Area of work:
SMV Green is creating fair working conditions, with electric rickshaws and reliable contracts – empowering drivers to buy their vehicles and earn more money, while reducing the air pollution that kills thousands every year.
Its radical Vahini programme is training India’s first women rickshaw drivers, creating secure incomes for them and improving safety and security for their female passengers.
Awards Year: 2020
Humanitarian Energy Award
Awards Year: 2020
System Innovation for Energy Access
10 million cycle rickshaw drivers in India work in difficult conditions for minimal pay. They must also spend a big chunk of their income paying expensive rickshaw rental fees. The alternative, auto-rickshaws, are also expensive for drivers to rent, and although the work is less physically demanding, they are polluting and noisy due to their diesel and petrol engines. Women in poor, socially conservative communities have been blocked from driving rickshaws, leaving them with few opportunities for employment other than domestic work.
SMV Green’s vision is to provide affordable, clean and safe mobility for both drivers and commuters, and eliminate the drudgery of cycle rickshaw work by helping drivers switch to electric rickshaws (e-rickshaws). It does this by providing a ‘one-stop-shop’ for drivers that covers financing, vehicle supply, licensing and permits, money management training, road safety training, and after-sales service. SMV Green is currently active in Varanasi, Prayagraj (formerly known as Allahabad), Lucknow and Patna.
Finance is offered at around 7% interest, compared to over 20% for most auto-rickshaw providers. Drivers pay a 10% deposit on the e-rickshaw and the balance over 24 to 30 months. This works out cheaper for the driver than renting, allowing them to make a living wage while buying their vehicle outright. SMV Green offers training to help prospective drivers save for their deposit, but if they cannot do this, funds from the UK Department for International Development can provide an interest-free loan.

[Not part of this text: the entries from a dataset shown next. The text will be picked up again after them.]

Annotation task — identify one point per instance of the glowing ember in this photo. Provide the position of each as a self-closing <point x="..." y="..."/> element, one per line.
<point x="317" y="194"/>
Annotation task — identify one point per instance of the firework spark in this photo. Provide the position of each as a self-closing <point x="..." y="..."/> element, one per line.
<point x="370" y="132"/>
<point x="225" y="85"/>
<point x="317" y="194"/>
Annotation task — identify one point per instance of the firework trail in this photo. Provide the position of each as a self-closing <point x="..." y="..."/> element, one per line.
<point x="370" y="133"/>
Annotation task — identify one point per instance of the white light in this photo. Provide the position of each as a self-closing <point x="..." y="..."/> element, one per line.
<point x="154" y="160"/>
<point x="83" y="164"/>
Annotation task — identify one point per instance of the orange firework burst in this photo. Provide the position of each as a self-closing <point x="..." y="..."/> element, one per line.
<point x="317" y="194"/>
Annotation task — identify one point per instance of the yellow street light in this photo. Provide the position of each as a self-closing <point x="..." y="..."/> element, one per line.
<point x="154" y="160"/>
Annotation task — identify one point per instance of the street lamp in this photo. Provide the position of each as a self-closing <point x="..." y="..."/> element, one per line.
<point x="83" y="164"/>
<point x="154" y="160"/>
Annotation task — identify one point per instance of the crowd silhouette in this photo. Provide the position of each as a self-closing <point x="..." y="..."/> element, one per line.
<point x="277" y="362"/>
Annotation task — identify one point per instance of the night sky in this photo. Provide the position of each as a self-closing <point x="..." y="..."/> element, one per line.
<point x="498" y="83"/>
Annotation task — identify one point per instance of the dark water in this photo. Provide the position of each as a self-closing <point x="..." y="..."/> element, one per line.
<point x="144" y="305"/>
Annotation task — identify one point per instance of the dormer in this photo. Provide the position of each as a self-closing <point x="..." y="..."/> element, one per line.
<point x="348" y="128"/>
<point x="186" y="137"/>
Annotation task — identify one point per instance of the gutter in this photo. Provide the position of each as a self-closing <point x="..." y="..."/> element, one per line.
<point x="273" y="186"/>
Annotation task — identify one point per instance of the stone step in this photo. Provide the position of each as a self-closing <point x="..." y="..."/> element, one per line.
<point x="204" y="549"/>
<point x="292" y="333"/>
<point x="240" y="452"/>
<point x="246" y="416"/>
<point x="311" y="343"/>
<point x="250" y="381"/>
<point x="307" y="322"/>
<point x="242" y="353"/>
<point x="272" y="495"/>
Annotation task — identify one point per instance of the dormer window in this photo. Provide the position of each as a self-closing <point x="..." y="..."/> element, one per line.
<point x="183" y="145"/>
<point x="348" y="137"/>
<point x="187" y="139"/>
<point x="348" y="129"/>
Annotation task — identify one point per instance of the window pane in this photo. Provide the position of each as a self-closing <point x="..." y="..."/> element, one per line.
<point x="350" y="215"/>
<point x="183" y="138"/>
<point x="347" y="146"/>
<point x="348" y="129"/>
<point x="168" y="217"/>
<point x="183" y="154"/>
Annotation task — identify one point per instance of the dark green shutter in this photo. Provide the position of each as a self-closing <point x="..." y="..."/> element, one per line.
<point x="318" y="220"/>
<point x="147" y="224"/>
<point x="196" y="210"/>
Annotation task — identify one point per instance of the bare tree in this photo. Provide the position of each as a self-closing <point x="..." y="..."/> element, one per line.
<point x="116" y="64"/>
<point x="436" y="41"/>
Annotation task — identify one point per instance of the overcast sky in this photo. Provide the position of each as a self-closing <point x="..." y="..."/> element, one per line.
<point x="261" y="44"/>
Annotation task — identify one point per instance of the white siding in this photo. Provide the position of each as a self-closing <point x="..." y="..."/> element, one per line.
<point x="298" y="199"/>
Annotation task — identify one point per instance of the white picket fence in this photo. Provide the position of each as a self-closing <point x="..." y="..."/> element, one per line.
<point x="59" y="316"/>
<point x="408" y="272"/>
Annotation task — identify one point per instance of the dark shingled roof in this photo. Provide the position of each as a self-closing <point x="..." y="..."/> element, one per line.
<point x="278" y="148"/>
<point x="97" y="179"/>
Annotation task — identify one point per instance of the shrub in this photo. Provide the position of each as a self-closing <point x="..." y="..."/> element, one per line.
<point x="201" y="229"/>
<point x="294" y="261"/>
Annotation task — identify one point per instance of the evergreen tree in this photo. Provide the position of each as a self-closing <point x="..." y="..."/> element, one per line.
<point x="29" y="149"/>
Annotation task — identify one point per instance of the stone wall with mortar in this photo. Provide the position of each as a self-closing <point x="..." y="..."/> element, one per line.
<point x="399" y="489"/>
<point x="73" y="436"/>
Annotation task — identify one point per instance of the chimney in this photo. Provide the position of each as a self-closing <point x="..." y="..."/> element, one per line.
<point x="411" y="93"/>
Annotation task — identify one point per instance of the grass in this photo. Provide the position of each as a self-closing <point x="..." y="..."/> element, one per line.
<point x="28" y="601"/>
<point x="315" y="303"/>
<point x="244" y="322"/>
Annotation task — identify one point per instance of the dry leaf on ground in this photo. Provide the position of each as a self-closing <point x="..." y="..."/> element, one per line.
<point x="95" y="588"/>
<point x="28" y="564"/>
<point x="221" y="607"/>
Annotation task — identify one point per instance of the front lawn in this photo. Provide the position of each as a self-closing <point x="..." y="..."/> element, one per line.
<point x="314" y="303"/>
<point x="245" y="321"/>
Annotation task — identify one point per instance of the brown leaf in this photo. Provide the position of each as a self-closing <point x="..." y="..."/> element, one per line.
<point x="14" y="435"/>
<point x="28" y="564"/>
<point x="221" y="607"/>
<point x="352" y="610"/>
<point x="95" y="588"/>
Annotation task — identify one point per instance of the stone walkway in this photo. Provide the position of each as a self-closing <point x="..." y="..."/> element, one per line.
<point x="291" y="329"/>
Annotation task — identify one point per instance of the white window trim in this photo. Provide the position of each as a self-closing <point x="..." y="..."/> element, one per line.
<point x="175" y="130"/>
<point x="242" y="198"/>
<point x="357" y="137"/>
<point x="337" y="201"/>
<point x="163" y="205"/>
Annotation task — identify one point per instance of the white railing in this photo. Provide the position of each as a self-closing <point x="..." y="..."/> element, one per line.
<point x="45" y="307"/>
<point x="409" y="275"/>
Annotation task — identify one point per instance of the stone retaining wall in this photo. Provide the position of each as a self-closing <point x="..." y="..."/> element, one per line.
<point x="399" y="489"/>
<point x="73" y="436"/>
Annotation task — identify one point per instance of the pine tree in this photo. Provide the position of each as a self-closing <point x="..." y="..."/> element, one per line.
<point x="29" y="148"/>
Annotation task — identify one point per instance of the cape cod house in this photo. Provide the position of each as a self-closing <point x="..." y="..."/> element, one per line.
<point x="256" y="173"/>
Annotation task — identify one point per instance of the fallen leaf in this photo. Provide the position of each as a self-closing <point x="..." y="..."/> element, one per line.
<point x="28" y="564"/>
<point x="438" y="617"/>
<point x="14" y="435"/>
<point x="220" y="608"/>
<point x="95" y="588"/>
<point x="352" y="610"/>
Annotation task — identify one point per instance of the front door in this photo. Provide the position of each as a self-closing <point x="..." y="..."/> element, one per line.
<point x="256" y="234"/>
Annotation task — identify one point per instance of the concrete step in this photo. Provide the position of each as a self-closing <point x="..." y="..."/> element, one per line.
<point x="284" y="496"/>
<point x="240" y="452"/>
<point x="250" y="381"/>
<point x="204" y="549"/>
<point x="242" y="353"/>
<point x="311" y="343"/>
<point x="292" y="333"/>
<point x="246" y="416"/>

Batteries are an expensive part of any electric vehicle, and charging can be a challenge due to an unreliable grid, so SMV Green offers two battery types: lead-acid and lithium. Lead acid batteries are cheaper than lithium, but have a shorter range and lifespan. But for some drivers the up-front capital cost is the most important factor.
For those that choose lithium, the lifecycle cost is lower, and they can also access the SMV Green battery swap service, where for a modest fee they can stop at an SMV Green charging station and swap their depleted battery for a freshly charged one. The swap takes just five minutes, minimising the time they are off the road and removing the need to make arrangements for charging at home.
SMV Green helps the poorest and most marginalised people own and operate e-rickshaws, in particular women who would otherwise have little opportunity for satisfying work and a fair wage. Drivers can charge passengers less than the typical auto-rickshaw fee while still making a good income – many of those who previously drove cycle rickshaws have doubled their income.
Compared to auto-rickshaws, both drivers and passengers benefit from the reduced noise and elimination of local pollution, and CO2 emissions could be further reduced when the Indian electricity grid is decarbonised in future. From a health point of view, even though there is still air pollution on the streets from other vehicles, the drivers are not having to make strenuous efforts while breathing it, as they did when driving cycle rickshaws.
SMV Green’s Vahini programme uses an all-female team to recruit women owner-drivers, who often find their lives are transformed by owning an e-rickshaw – they feel more independent and have higher self-esteem thanks to earning a good wage. An added benefit is that female passengers feel safer with a female driver, especially as the Vahini vehicles are equipped with a camera and mobile phone to ensure the safety of both driver and passenger by recording events and making a ‘panic button’ available.